Why is writing so hard? Do you ever sit down to write and just can’t seem to do it? For me, the hardest part of writing is writing. Sounds crazy to even say this out loud or rather put the words on paper. But as I sit here today, needing to write my post for my company, I just don’t seem to be focused on writing.
I am not sure what it is about writing, but somehow everything else seems like a priority. I will start a load of laundry right after opening up my writing software. Then, I am pretty sure the toilet needs to be cleaned. Because honestly, doesn’t it always need to be cleaned?
So, the washer started and toilet cleaned, I suddenly notice the sink has dirty dished in it. I should just quickly unload the dishwasher and put the dirty ones away. And while doing these chores, I wonder why I am the only person in the house who seems to do any. Then I remember the deal my husband and I have where he makes dinner, and I clean up the dishes, so I guess it is my job to do the dishes.
But all this time thinking about how unfair all of this is has gotten me riled up. So when I finally sit down at my computer again, it takes a moment to calm down enough to write.
Back at my keyboard, I notice my coffee has grown cold while I was having a mental break down about the dishes, so I get back up and warm it up.
With warmed up coffee now, I stare off for a moment to get myself ready to write. Where was I when I got distracted. Wait, are those cobwebs?? Is there a spider in that web, or can I clean it up?? Spider? Ok, it is going to have to wait. Is the spider moving? Should I relocate?
Nah, I’m good.
These distractions happen for so long this morning I am starting to feel like I am getting behind. I still have a long list of tasks I wanted to accomplish, none of which were the dishes, toilet, laundry, and cobweb removal. Should I even write, or should I move on to the next item that needs my attention on the list? You know, the thing which I can really do without somehow needing to clean up my whole house to do it.
I know I just need to start writing. Even committing to 100 words is helpful. Just take baby steps. This isn’t a novel I’m writing I just need to regularly write for my business. This shouldn’t be so hard. I have a list of topics to be covered. I have even researched a good portion of each subject, I just need to get my notes out and start writing—even a little.

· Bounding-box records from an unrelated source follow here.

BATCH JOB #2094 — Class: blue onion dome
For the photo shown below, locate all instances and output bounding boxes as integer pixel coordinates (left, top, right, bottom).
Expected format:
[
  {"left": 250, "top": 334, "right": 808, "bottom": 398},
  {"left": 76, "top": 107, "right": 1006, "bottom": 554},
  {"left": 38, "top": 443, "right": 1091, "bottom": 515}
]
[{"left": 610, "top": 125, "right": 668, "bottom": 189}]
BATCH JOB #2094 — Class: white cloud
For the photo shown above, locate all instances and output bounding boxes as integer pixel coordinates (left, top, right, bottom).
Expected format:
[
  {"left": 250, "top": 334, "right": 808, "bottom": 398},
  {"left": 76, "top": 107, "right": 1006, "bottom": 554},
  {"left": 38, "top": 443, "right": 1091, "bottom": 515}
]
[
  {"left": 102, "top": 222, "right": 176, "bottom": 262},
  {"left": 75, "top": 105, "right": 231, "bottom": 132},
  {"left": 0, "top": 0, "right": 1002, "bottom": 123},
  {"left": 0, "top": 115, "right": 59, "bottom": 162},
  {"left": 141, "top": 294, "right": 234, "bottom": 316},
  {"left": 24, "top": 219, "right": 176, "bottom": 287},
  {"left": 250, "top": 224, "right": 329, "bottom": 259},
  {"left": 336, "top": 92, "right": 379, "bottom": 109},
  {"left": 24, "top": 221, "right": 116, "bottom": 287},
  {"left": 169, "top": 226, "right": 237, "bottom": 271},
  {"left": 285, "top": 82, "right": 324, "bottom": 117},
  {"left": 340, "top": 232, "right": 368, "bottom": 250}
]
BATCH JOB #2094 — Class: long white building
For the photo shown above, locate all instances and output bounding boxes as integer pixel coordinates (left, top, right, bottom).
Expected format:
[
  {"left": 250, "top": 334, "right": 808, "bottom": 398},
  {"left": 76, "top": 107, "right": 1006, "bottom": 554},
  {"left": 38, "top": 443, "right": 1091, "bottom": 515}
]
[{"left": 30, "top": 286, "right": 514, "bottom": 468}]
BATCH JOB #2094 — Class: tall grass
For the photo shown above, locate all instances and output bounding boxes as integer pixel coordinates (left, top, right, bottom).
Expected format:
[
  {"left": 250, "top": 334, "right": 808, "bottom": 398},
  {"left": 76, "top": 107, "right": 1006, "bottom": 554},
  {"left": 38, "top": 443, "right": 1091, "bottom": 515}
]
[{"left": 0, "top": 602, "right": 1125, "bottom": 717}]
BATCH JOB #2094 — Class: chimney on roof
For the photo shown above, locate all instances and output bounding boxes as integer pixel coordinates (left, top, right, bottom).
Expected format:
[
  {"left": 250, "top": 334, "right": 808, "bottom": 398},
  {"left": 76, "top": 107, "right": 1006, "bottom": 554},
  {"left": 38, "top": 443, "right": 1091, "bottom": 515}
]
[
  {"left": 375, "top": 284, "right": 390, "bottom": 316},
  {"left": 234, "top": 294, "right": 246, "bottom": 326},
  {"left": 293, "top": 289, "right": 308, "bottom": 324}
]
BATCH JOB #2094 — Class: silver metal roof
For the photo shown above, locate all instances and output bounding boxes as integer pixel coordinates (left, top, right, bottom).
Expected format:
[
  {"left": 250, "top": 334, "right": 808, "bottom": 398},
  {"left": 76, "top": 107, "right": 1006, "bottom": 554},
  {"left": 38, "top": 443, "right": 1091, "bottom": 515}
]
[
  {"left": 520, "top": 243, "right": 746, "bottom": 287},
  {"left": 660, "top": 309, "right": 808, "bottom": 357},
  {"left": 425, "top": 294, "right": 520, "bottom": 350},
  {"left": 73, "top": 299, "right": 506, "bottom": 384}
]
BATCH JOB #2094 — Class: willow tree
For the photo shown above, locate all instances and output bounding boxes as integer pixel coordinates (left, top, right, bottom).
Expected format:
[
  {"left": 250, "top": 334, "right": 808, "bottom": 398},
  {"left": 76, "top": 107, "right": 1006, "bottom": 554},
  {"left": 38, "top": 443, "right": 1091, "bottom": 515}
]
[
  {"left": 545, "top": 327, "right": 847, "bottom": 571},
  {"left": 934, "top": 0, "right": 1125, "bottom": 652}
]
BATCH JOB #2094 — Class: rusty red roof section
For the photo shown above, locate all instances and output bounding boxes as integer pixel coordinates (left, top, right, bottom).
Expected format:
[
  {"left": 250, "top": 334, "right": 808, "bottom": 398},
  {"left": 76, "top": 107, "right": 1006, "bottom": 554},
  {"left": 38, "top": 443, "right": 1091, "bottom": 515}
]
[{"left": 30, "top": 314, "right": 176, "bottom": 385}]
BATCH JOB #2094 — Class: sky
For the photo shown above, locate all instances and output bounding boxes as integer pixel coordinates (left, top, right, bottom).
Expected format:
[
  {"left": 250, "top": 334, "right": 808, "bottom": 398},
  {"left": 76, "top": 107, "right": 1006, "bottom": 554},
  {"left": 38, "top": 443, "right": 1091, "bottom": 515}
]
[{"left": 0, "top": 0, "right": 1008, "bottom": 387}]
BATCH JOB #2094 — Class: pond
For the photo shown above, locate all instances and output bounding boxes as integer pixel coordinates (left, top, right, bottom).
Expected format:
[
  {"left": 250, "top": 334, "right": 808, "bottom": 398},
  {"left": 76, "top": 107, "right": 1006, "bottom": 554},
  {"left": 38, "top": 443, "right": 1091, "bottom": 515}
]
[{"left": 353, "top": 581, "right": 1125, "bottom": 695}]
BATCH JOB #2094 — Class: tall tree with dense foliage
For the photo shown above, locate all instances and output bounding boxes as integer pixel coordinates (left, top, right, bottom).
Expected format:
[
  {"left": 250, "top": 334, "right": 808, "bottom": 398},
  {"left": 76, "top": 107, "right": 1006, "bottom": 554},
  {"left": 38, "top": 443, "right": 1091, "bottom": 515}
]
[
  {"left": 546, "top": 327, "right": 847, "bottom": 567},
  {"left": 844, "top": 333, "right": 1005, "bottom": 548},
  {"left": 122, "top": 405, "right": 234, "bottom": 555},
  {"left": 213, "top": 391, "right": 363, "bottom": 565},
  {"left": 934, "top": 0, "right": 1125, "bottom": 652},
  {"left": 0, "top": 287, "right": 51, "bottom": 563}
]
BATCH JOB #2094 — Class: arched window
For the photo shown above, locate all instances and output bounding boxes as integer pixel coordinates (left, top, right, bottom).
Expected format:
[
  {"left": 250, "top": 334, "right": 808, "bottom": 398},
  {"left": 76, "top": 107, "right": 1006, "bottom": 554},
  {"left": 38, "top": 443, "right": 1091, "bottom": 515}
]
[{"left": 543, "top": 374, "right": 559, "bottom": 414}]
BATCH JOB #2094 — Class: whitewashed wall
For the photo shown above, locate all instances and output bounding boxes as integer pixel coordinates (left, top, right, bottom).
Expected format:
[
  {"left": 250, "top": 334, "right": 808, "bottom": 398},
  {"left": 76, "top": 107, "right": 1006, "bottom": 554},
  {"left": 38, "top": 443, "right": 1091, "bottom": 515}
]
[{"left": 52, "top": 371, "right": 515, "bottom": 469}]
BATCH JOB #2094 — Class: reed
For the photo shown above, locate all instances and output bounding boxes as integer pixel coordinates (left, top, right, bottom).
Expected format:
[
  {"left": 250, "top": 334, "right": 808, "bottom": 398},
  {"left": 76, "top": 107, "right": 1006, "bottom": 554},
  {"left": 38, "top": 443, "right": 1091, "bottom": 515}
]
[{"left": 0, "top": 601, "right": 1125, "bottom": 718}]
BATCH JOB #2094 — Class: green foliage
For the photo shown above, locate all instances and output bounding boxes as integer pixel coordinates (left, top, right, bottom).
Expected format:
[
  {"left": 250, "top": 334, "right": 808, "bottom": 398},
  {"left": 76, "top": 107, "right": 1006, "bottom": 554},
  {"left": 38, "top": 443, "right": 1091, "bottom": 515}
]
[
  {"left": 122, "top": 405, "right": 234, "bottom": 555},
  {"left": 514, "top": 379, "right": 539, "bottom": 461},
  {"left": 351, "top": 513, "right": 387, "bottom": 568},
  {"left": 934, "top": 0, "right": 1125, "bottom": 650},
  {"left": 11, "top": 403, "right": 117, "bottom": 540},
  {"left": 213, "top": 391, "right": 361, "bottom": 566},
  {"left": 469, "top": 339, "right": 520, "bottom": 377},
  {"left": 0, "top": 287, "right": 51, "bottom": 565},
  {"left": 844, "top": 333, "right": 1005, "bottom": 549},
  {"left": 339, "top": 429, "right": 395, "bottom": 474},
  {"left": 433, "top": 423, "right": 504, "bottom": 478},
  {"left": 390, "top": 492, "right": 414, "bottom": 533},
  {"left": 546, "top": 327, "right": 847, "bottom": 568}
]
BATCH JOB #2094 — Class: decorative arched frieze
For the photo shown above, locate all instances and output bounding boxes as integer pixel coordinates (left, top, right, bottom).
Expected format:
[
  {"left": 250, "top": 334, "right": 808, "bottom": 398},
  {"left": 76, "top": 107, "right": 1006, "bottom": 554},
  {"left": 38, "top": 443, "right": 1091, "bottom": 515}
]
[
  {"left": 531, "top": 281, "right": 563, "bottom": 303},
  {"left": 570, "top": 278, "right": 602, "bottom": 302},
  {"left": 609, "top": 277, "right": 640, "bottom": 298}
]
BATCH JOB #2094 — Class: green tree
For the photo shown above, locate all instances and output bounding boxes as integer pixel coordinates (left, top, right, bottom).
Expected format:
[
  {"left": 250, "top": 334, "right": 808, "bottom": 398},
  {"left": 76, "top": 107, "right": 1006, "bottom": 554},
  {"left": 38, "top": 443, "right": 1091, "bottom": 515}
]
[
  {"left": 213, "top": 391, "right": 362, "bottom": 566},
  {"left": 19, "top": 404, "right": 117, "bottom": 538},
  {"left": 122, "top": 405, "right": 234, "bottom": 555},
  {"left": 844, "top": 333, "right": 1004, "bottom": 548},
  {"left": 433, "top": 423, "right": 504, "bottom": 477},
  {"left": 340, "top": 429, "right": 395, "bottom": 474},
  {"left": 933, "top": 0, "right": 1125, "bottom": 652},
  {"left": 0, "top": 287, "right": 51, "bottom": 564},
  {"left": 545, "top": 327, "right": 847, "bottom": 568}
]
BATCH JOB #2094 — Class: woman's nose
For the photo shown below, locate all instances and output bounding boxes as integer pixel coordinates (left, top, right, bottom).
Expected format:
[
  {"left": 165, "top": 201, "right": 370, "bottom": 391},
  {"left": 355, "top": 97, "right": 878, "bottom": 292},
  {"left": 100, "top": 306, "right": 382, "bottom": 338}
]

Why is writing so hard for me?
I think it is because I want everything to come out perfectly. I want well-organized sentences and a flow to my writing. The kind of flow I read from other writers. You know, the people who actually sit down and do the writing thing.
I heard somewhere you just need to commit to the “shitty first draft” of writing. I know all of this, yet I still expect to have hours of uninterrupted time to get something real down. And it isn’t as though it is my family interrupting me. It is my own brain doing this.
Even as I am typing right now, I see the notification that I have spelling errors from my typing. It is taking everything in me to not go back and fix the problems. They call to me. I know, shitty first draft, no editing while writing, yet there they are…..
Ok, I fixed them……
At least I can acknowledge I have a problem. Well, multiple issues here, but I can’t take the notifications telling me something needs to be fixed! Pretty sure I could turn that off while I am writing, so it doesn’t bug me. Hmm. Yup. I can do that. So, one problem fixed for now.
Now, if I can only get my butt in the chair long enough to get a draft of my post done today, I will consider it a successful day. Laundry is done, dishes are done, cobwebs removed, weeds pulled, and a draft of Wednesday’s post ready to edit tomorrow.
Maybe next Sunday, I can make sure Monday morning everything is done, so it is just me, my hot coffee, and the keyboard ready to write.